Personal information
- Full name: Dylan Harvey Aluli Teves
- Date of birth: May 14, 2000 (age 25)
- Place of birth: Honolulu, Hawaii, United States
- Height: 5 ft 8 in (1.73 m)
- Position: Midfielder

Youth career
- 2015–2018: Seattle Sounders FC

College career
- Years: Team / Apps / (Gls)
- 2018–2021: Washington Huskies / 45 / (13)

Senior career*
- Years: Team / Apps / (Gls)
- 2017–2018: Seattle Sounders FC 2 / 12 / (0)
- 2019: Seattle Sounders FC U-23 / 3 / (0)
- 2022–2024: Seattle Sounders FC / 25 / (2)
- 2022–2024: → Tacoma Defiance / 29 / (11)
- 2025: Washington AC / 0 / (0)

= Dylan Teves =

American soccer player

Dylan Harvey Aluli Teves (born May 14, 2000) is an American professional soccer player who last played as a midfielder for Seattle Sounders FC in Major League Soccer.

==Career==
Teves was part of the Seattle Sounders FC academy, and appeared for their USL affiliate side Seattle Sounders FC 2 during their 2017 and 2018 seasons.

===College===
Teves joined the college soccer program at the University of Washington later in 2018.
While a freshman at Washington, Teves began a regular starter for the Huskies halfway through the 2018 NCAA Division I men's soccer season. Teves scored his first goal for Washington on August 30, 2018, in a 2–3 loss to the Denver Pioneers. At the end of the 2018 Pac-12 Conference men's soccer season, Teves was named third-team All-Pac-12.

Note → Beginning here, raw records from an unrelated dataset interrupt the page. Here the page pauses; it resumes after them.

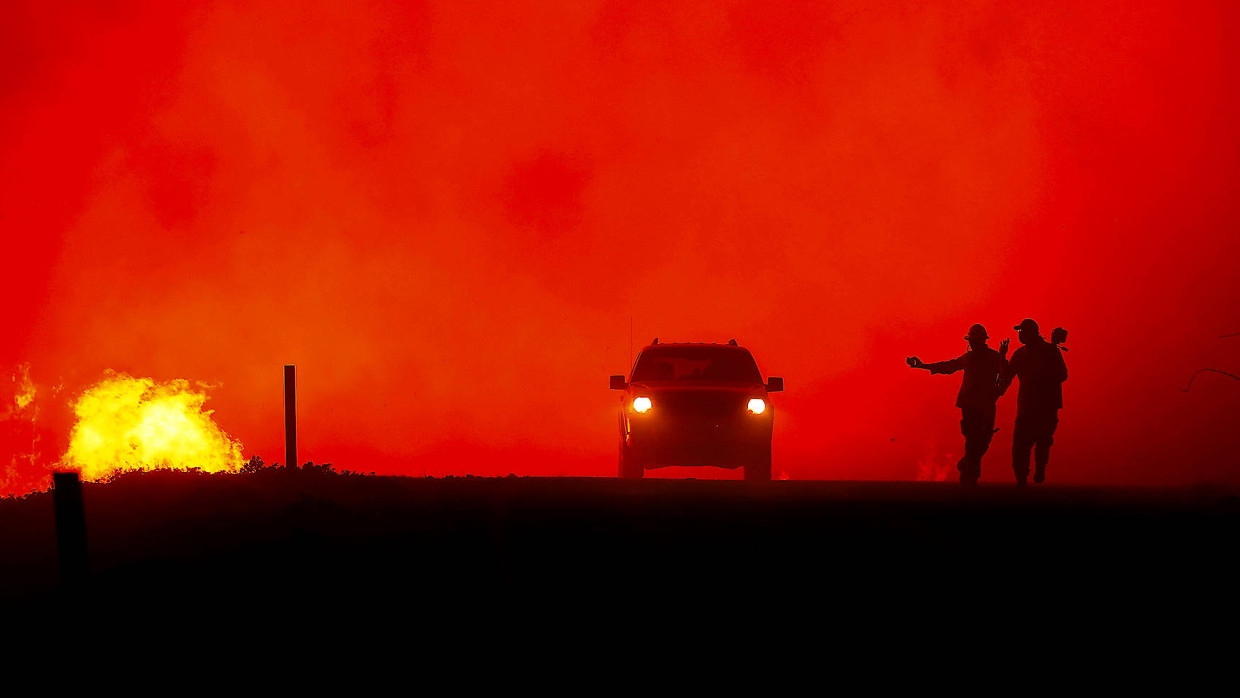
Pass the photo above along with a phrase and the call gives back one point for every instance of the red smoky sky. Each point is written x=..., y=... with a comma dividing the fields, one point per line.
x=458, y=218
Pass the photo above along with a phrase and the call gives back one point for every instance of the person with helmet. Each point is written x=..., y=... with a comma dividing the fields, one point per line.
x=976, y=398
x=1040, y=367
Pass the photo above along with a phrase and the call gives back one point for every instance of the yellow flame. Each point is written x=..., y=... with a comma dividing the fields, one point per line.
x=25, y=392
x=125, y=423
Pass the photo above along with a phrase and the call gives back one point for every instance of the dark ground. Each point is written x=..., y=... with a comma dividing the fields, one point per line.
x=362, y=554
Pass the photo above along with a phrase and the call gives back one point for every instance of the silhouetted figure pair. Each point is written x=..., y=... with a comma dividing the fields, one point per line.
x=1039, y=366
x=978, y=392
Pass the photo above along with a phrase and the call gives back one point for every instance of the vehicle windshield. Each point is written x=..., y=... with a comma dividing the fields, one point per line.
x=696, y=363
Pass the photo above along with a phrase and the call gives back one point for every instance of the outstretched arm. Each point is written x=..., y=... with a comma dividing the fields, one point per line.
x=950, y=366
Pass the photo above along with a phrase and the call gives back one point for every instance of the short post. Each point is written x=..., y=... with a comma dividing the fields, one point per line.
x=290, y=415
x=70, y=528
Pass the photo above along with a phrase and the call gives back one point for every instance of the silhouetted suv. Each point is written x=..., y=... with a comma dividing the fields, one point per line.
x=696, y=403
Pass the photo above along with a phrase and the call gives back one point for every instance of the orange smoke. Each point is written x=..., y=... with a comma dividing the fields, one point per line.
x=125, y=423
x=934, y=469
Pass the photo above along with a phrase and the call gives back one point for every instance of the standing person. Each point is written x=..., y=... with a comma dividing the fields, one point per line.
x=976, y=398
x=1040, y=367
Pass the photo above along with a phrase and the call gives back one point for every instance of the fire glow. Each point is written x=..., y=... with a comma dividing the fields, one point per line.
x=125, y=423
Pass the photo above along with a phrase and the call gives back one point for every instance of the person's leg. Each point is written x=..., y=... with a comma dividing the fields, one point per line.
x=1042, y=450
x=965, y=464
x=977, y=427
x=1022, y=443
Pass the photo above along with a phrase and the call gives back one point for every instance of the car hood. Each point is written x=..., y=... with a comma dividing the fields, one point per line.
x=655, y=388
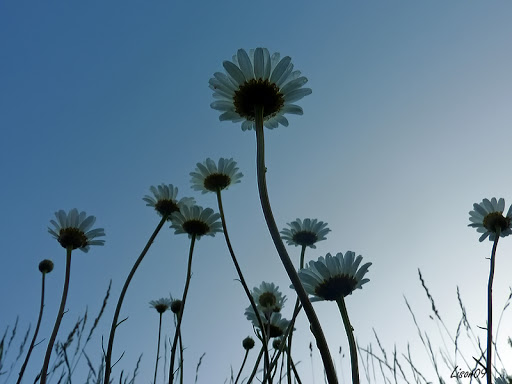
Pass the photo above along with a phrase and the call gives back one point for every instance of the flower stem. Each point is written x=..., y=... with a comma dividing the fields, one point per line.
x=242, y=367
x=295, y=313
x=60, y=314
x=180, y=314
x=316, y=329
x=489, y=309
x=158, y=346
x=256, y=364
x=108, y=356
x=239, y=271
x=24, y=366
x=351, y=340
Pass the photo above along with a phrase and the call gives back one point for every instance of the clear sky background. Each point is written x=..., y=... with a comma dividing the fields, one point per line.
x=408, y=125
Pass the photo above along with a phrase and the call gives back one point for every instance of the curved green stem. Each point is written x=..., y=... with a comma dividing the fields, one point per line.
x=256, y=364
x=60, y=314
x=351, y=340
x=489, y=309
x=239, y=271
x=180, y=314
x=292, y=322
x=108, y=356
x=32, y=343
x=242, y=366
x=316, y=329
x=158, y=346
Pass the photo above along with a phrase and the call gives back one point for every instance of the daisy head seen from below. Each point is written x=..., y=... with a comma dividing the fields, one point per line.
x=334, y=277
x=257, y=79
x=73, y=230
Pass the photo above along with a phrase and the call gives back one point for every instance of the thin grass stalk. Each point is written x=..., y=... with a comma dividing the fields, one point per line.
x=108, y=357
x=351, y=340
x=158, y=346
x=256, y=364
x=489, y=309
x=283, y=254
x=242, y=366
x=239, y=270
x=36, y=332
x=180, y=314
x=60, y=315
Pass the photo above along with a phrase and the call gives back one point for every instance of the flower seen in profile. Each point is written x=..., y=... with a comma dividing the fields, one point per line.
x=212, y=177
x=268, y=298
x=258, y=79
x=161, y=305
x=487, y=217
x=334, y=277
x=73, y=230
x=305, y=233
x=196, y=221
x=277, y=324
x=248, y=343
x=165, y=201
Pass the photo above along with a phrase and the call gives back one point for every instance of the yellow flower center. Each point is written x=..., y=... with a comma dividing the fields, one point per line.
x=166, y=207
x=267, y=300
x=305, y=238
x=336, y=287
x=495, y=221
x=196, y=227
x=72, y=238
x=216, y=181
x=261, y=93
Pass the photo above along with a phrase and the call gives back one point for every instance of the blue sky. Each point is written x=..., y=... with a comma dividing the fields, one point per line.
x=408, y=125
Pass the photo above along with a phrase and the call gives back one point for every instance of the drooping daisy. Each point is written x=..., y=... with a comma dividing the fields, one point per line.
x=210, y=177
x=73, y=230
x=487, y=217
x=161, y=305
x=305, y=233
x=277, y=325
x=196, y=221
x=258, y=79
x=268, y=298
x=334, y=277
x=165, y=201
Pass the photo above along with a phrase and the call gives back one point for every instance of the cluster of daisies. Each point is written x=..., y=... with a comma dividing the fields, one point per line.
x=259, y=88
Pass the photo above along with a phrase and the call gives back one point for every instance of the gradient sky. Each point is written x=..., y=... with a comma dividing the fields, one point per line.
x=408, y=125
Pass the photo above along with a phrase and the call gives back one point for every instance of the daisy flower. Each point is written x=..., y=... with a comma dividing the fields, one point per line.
x=277, y=324
x=305, y=233
x=165, y=201
x=487, y=217
x=196, y=221
x=161, y=305
x=73, y=230
x=212, y=177
x=258, y=79
x=268, y=298
x=334, y=277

During Teves' junior season, he was named an All-American by United Soccer Coaches, and was one of five players in the nation to be named a consensus All-American.

===Professional===
On January 11, 2022, Teves signed a contract with the Sounders as a Homegrown Player. His contract option for the 2025 season was declined by the Sounders on December 4, 2024.